The cybersecurity market metrics are trending up, up, and away when you look at current spending, forecasted market growth, mergers and acquisitions, and investment activity.

The worldwide cybersecurity market is defined by market sizing estimates that range from $77 billion in 2015 to $170 billion by 2020.

A couple of weeks ago, we reported on cybersecurity M&A activity covering 25 recent transactions - with the cloud security sector leading the way.

Last week we reported on VCs and corporate investors who have recently poured billions in to cybersecurity firms.

For fast-growth cybersecurity firms playing in hot sectors, there seems to be a limitless appetite for mergers and acquisitions, and investments. The big cyber vendors are on the prowl looking for point solution companies who can help them enter new markets and round out their platforms. The largest tech companies who don't play in cyber or have a minimal name in the space are candidates to spend tens-of-millions to hundreds-of-millions or even a billion-plus to acquire a hot cybersecurity company. And investors are lining up outside of hot cyber firm HQs like moviegoers waiting to get in and see the latest flick.

The uptick in M&A and VC activity may explain why there aren't many new cybersecurity IPOs to report on for the first half of 2015. But there are a couple of biggies:

Rapid7, a leading provider of security data and analytics solutions, announced on July 22, 2015 the closing of its initial public offering of 7,417,500 shares of common stock at a price to the public of $16.00 per share. The stock is currently trading at approximately $23.40 per share (as of the date of this blog), with a market cap of about $850 million.

IT security firm Sophos raised $125 million on a valuation of $1.6 billion when it recently went public. Thirty-year-old Sophos started trading on the London exchange on July 1, 2015. Sophos has made two previous attempts at the public markets, and pulled back. Good thing, because this time Sophos set a record as London's biggest ever tech IPO.

While there are just those two IPOs to report on for now, there's several cybersecurity companies who may IPO in the second half of 2015.

We've heard rumblings that Dell is considering taking its SecureWorks (cybersecurity) business public - which could have a $1 billion valuation.

Application security vendor Veracode has been talking up plans to go public for nearly a year, and earlier this year it filed paperwork to go public. Veracode is a hotly anticipated cyber IPO.

Earlier this year Bloomberg reported that log and event management vendor LogRhythm, and email security vendor Mimecast, are planning to go public in 2015.
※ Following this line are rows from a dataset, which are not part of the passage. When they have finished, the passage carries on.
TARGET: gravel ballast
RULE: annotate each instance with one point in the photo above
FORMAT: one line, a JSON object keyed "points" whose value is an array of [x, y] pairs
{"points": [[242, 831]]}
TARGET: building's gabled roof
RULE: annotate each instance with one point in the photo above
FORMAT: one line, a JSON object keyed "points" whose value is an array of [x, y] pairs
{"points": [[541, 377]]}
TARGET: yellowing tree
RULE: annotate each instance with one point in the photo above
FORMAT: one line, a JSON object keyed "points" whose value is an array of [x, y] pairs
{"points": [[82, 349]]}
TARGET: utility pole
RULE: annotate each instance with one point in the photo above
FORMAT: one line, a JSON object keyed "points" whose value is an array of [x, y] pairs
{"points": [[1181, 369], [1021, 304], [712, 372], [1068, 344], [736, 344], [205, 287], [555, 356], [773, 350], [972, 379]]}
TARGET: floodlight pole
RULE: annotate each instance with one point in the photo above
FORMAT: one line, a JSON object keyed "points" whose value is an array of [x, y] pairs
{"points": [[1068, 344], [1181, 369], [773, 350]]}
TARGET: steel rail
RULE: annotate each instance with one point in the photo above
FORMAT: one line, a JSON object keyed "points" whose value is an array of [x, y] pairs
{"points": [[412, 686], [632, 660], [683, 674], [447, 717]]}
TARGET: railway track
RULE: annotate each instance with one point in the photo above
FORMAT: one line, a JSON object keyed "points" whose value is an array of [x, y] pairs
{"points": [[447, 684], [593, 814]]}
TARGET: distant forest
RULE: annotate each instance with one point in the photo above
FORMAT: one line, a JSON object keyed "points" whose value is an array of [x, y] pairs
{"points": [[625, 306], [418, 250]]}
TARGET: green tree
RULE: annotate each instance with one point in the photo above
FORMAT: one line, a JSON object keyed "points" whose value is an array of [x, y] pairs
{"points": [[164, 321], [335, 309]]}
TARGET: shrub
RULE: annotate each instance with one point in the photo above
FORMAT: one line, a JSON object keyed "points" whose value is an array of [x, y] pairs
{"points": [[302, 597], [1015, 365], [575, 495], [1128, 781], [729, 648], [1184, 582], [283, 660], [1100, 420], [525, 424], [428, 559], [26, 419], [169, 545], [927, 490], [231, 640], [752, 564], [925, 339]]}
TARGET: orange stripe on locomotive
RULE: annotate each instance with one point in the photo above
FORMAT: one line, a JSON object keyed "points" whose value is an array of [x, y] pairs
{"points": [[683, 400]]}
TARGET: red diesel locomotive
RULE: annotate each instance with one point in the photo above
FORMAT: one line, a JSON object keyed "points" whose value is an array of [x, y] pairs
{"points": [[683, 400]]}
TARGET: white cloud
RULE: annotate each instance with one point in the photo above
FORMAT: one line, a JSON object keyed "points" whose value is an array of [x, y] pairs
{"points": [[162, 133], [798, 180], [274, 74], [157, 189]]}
Last month BetaBoston reported that Bit9 + Carbon Black, an endpoint protection vendor, was beefing up its executive ranks for a possible IPO later this year.

Out of the group of potential IPOs for later this year, SecureWorks looks like the strongest.
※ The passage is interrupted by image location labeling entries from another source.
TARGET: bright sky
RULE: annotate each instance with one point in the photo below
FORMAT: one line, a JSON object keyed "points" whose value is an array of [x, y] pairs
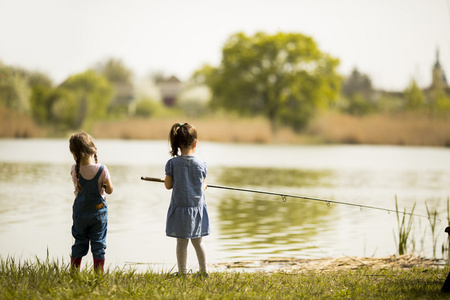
{"points": [[393, 41]]}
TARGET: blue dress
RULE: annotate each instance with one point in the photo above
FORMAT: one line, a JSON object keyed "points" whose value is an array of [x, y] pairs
{"points": [[187, 216]]}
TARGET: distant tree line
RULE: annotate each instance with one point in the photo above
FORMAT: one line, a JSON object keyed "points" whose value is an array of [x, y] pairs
{"points": [[283, 77]]}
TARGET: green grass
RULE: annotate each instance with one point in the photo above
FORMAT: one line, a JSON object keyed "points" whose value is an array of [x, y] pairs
{"points": [[53, 280]]}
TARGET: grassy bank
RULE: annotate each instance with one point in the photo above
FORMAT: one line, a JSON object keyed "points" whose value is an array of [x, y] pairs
{"points": [[329, 128], [53, 280]]}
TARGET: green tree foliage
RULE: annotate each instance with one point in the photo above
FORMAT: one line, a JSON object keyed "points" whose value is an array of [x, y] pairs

SecureWorks plays in managed security services which is expected to grow from $8 billion in 2015 to $30 billion by 2020, according to Allied Market Research (ARM). They also provide consulting services around GRC - Governance, Risk and Compliance, as well as a portfolio of products and professional services that span multiple security sectors. The SecureWorks platform should naturally expand for products and services from new acquisitions to neatly plug in.

You have to be a little concerned about the prospects for the others-- as each one of them is more of a point-solution vendor. Do any of them have a large enough T.A.M. (total addressable market) to pursue an IPO? Time will tell.. but don't be surprised if you see one or more of them winding up in M&A transactions.

We'll be back for a year-end cybersecurity IPO update towards the end of this year.